We recommend to create a user account for hadoop working. So create a system account using following command.
# adduser hadoop
# passwd hadoop
Step 3. Select sshd from Setup (IN ROOT ACCOUNT)
# Go to Terminal and type SETUP
# Click System Services
# Select SSHD.

# Click OK.

Then type below command. [To make sshd service start.]

# service network restart

After creating account and setup sshd, it also required to set up key based ssh to its own account. To do this use execute following commands. ( IN  ROOT ACCOUNT)

  
$ su - hadoop 
$ ssh-keygen -t rsa
$ cd .ssh/ 
$ vi id_rsa.pub 
$ vi authorized_keys 
$ chmod 600 id_rsa.pub authorized_keys
$ ssh localhost
Explanation of below commands :  
$ su – hadoop [Switch to user hadoop]
 $ ssh-keygen -t rsa [Generate ssh key to allow password less login to hadoop user on localhost]
   — Click Enter for default values–
 $ vi id_rsa.pub [Copy the containts from id_rsa.pub (Public key) ]
 $ vi authorized_keys [Create a file authorized_keys and paste the copied contents]
 $ chmod 600 id_rsa.pub authorized_keys [Change permission using chmod 600]
 $ ssh localhost [ssh password less login established]    
# Verify key based login. If command $ ssh localhost should not ask for password but first time it will prompt for adding RSA to the list of known hosts.
Step 4. Downloading Hadoop 2.7.1 (IN HADOOP USER ACCOUNT)
Select your desired Hadoop Version from below weblink and mind it select only “binary” link.
 
 
You can download setup Hadoop 2.7.1 download here
 
$ cd Downloads
$ tar xzf hadoop-2.7.1.tar.gz
$ mv hadoop-2.7.1 home/hadoop hadoop
Step 5. Configure Hadoop Pseudo-Distributed Mode
 

5.1. Setup Hadoop Environment Variables

First we need to set environment variable uses by hadoop. Edit ~/.bashrc file and append following values at end of file.
export HADOOP_HOME=/home/hadoop/hadoop
export HADOOP_INSTALL=$HADOOP_HOME
export HADOOP_MAPRED_HOME=$HADOOP_HOME
export HADOOP_COMMON_HOME=$HADOOP_HOME
export HADOOP_HDFS_HOME=$HADOOP_HOME
export YARN_HOME=$HADOOP_HOME
export HADOOP_COMMON_LIB_NATIVE_DIR=$HADOOP_HOME/lib/native
export PATH=$PATH:$HADOOP_HOME/sbin:$HADOOP_HOME/bin
Now apply the changes in current running environment
$ source ~/.bashrc
Now edit $HADOOP_HOME/etc/hadoop/hadoop-env.sh file and set JAVA_HOME environment variable.
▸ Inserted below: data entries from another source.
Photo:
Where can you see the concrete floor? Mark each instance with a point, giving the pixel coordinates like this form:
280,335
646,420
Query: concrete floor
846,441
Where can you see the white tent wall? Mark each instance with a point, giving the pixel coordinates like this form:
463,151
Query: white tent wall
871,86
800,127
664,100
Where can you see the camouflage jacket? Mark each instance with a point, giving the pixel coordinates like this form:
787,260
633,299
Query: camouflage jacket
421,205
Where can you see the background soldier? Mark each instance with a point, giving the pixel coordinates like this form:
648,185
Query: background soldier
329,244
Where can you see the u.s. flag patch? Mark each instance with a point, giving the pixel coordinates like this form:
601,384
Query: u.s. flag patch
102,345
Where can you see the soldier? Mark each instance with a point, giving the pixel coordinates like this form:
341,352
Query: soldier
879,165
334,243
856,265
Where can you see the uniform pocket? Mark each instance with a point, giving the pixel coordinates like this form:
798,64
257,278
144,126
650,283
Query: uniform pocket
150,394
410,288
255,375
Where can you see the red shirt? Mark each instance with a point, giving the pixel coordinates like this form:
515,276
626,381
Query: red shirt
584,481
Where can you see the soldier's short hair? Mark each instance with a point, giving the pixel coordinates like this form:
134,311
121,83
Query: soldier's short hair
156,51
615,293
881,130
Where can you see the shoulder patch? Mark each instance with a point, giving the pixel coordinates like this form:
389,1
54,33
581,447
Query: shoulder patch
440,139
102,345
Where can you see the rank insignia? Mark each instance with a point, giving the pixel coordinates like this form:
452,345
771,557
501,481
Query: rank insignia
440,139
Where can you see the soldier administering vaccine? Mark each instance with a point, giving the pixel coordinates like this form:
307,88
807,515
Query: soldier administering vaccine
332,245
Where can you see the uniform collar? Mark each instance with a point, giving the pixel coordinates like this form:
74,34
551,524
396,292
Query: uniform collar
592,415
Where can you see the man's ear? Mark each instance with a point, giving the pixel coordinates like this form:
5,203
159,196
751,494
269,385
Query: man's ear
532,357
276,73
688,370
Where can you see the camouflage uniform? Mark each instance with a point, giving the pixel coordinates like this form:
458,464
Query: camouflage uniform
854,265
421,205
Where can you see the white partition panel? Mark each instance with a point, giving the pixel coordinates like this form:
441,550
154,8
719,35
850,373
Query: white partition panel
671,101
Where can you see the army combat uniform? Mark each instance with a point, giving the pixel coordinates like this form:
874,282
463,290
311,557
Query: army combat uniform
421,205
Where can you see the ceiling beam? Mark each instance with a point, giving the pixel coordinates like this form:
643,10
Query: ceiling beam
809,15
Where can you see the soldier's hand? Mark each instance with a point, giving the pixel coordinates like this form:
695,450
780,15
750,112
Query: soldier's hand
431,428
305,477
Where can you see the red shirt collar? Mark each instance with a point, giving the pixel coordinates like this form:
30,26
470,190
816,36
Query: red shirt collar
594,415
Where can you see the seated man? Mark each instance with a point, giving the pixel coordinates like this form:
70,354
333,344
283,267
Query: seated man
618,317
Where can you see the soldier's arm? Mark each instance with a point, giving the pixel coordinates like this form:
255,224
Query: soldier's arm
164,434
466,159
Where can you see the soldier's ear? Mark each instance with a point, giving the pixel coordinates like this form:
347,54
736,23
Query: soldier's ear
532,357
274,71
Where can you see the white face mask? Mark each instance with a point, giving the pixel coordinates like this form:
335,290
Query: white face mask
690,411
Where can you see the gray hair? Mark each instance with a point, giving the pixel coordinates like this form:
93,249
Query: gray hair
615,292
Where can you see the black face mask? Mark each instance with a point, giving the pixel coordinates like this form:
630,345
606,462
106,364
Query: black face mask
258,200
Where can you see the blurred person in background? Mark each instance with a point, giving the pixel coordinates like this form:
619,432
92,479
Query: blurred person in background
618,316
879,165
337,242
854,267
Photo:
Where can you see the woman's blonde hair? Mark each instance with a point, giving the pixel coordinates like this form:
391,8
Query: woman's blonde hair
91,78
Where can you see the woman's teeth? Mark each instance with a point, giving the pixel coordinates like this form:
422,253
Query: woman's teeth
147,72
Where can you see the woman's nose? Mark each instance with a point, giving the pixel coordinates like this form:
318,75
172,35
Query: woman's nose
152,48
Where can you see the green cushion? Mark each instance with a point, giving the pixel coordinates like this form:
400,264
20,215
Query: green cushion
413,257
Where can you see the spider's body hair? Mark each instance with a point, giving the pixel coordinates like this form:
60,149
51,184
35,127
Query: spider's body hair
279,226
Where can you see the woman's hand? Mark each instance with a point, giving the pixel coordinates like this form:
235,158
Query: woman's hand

Change the JAVA path as per install on your system. This path may vary as per your operating system version and installation source. So make sure you are using correct path.
export JAVA_HOME=/usr/lib/jvm/java-8-oracle
# Command to find Java path.
# update-alternatives --display java

5.2 Setup Hadoop Configuration Files

Hadoop has many of configuration files, which need to configure as per requirements of your hadoop infrastructure. Let’s start with the configuration with basic hadoop single node cluster setup. first navigate to below location
$ cd $HADOOP_HOME/etc/hadoop

Edit core-site.xml

<configuration>
<property>
  <name>fs.default.name</name>
    <value>hdfs://localhost:9000</value>
</property>
</configuration>

Edit hdfs-site.xml

<configuration>
<property>
 <name>dfs.replication</name>
 <value>1</value>
</property>

<property>
  <name>dfs.name.dir</name>
    <value>file:///home/hadoop/hadoopdata/hdfs/namenode</value>
</property>

<property>
  <name>dfs.data.dir</name>
    <value>file:///home/hadoop/hadoopdata/hdfs/datanode</value>
</property>
</configuration>

Edit mapred-site.xml.template

<configuration>
 <property>
  <name>mapreduce.framework.name</name>
   <value>yarn</value>
 </property>
</configuration>

Edit yarn-site.xml

<configuration>
 <property>
  <name>yarn.nodemanager.aux-services</name>
    <value>mapreduce_shuffle</value>
 </property>
</configuration>

5.3. Format Namenode

Now format the namenode using following command, make sure that Storage directory is
$ hdfs namenode -format
Sample output:
15/11/13 14:48:31 INFO namenode.NameNode: STARTUP_MSG:
/************************************************************
STARTUP_MSG: Starting NameNode
STARTUP_MSG:   host = localhost/127.0.0.1
STARTUP_MSG:   args = [-format]
STARTUP_MSG:   version = 2.7.1
...
...
...
15/11/13 14:48:41 INFO common.Storage: Storage directory /home/hadoop/hadoopdata/hdfs/namenode has been successfully formatted.
15/11/13 14:48:42 INFO namenode.NNStorageRetentionManager: Going to retain 1 images with txid >= 0
15/11/13 14:48:42 INFO util.ExitUtil: Exiting with status 0
15/11/13 14:48:42 INFO namenode.NameNode: SHUTDOWN_MSG:
/************************************************************
SHUTDOWN_MSG: Shutting down NameNode at localhost/127.0.0.1
************************************************************/

Step 6. Start Hadoop Cluster

Lets start your hadoop cluster using the scripts provides by hadoop. Just navigate to your hadoop sbin directory and execute scripts one by one.
$ cd $HADOOP_HOME/sbin
Now run all the hadoop services start-all.sh script.
$ start-all.sh

Step 7. Access Hadoop Services in Browser

Hadoop NameNode started on port 50070 default. Access your server on port 50070 in your favorite web browser.
http://localhost:50070/
hadoop-2-7-1-namenode
Now access port 8088 for getting the information about cluster and all applications
http://localhost:8088/
hadoop-2-7-1-namenode1
Access port 50090 for getting details about secondary namenode.
http://localhost:50090/
hadoop-2-7-1-secondry-namenode
Access port 50075 to get details about DataNode

Step 8. Test Hadoop Single Node Setup

7.1 – Make the HDFS directories required using following commands.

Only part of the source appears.